The boys harried the staff at the executive mansion, racing through the hallways, playing advocate for the most anguished office seekers, organizing little plays in the garret, and setting off all the servants’ bells at the same time. Fearing that her boys would grow lonely and isolated, Mary found them two lively companions in twelve-year-old Horatio Nelson “Bud” Taft and his eight-year-old brother, Halsey, nicknamed “Holly.” Together with their older sister, Julia, who later wrote a small book recording their adventures in the White House, the Taft children quickly formed a tight circle with Willie and Tad. “If there was any motto or slogan of the White House during the early years,” Julia recalled, “it was this: ‘Let the children have a good time.’”

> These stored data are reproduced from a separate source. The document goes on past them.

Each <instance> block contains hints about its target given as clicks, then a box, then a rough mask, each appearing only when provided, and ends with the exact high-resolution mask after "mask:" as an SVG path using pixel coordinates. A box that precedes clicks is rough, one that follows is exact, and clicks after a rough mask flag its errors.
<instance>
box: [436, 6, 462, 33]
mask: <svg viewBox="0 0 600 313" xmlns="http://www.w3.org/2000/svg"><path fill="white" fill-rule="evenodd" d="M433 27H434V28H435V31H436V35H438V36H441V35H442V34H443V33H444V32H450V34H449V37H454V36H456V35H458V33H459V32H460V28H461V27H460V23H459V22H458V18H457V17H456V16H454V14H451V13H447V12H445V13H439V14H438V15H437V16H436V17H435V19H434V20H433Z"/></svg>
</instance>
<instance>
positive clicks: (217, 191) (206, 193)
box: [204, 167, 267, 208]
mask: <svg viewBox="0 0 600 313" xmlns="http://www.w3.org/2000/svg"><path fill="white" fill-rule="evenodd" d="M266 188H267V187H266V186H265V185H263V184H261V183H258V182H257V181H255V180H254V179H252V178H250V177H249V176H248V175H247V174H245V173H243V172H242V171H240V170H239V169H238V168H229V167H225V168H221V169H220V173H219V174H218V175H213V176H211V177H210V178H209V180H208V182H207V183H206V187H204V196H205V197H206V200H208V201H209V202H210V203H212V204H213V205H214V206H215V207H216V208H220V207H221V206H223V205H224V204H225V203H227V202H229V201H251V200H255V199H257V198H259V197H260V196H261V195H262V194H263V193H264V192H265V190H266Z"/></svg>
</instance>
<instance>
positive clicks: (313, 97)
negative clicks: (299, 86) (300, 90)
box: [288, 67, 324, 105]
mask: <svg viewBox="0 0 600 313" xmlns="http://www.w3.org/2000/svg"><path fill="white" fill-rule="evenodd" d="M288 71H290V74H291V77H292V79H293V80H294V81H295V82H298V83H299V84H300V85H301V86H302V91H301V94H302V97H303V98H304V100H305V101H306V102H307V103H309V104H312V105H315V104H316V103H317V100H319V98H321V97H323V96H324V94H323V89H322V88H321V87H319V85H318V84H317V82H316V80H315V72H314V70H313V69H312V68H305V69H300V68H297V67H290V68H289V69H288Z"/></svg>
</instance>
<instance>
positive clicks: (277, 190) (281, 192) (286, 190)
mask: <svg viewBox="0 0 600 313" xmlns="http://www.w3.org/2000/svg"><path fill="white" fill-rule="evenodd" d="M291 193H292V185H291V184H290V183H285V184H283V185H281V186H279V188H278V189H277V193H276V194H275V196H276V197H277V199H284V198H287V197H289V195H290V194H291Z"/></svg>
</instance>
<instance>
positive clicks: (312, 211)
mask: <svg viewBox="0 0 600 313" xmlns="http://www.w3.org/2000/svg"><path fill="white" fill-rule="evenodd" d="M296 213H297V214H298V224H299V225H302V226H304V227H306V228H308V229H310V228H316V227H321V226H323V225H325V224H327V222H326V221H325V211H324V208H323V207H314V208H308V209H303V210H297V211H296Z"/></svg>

Mary, too, seemed happy at first, surrounded by friends and relatives, who stayed on for weeks after the inauguration. Her confidence that she could handle the demands of first lady was buoyed by the great success of the first evening levee on the Friday after they moved in. Seward had proposed that he would lead off the social season from his own mansion, but Mary immediately took exception. Like her husband, Mary had no desire “to let Seward take the first trick.” She insisted that the new administration’s first official entertainment take place at the White House. Though she had little time to prepare, she arranged an unforgettable event. “For over two hours,” Nicolay wrote his fiancée, Therena, “the crowd poured in as rapidly as the door would admit them, and many climbed in at the windows.” The president and first lady shook hands with as many of the five thousand “well dressed and well behaved” guests as they could. Even the blue-blood Charles Francis Adams was impressed by Mary’s poise, though he found Lincoln to be wholly ignorant of formal “social courtesy.” Nonetheless, according to Nicolay, the levee “was voted by all the ‘oldest inhabitants’ to have been the most successful one ever known here.”
Mary was thrilled. “This is certainly a very charming spot,” she wrote her friend Hannah Shearer several weeks later, “& I have formed many delightful acquaintances. Every evening our
blue room,
is filled with the elite of the land, last eve, we had about 40 to call in, to see us
ladies,
from Vice. P. Breckinridge down…. I am beginning to feel so perfectly at home, and enjoy every thing so much. The conservatory attached to this house is so delightful.” Scarcely concealing her pride at having outdone her older sister Elizabeth, she told Hannah that Elizabeth had so enjoyed herself at the festivities that she “cannot settle down at home, since she has been here.”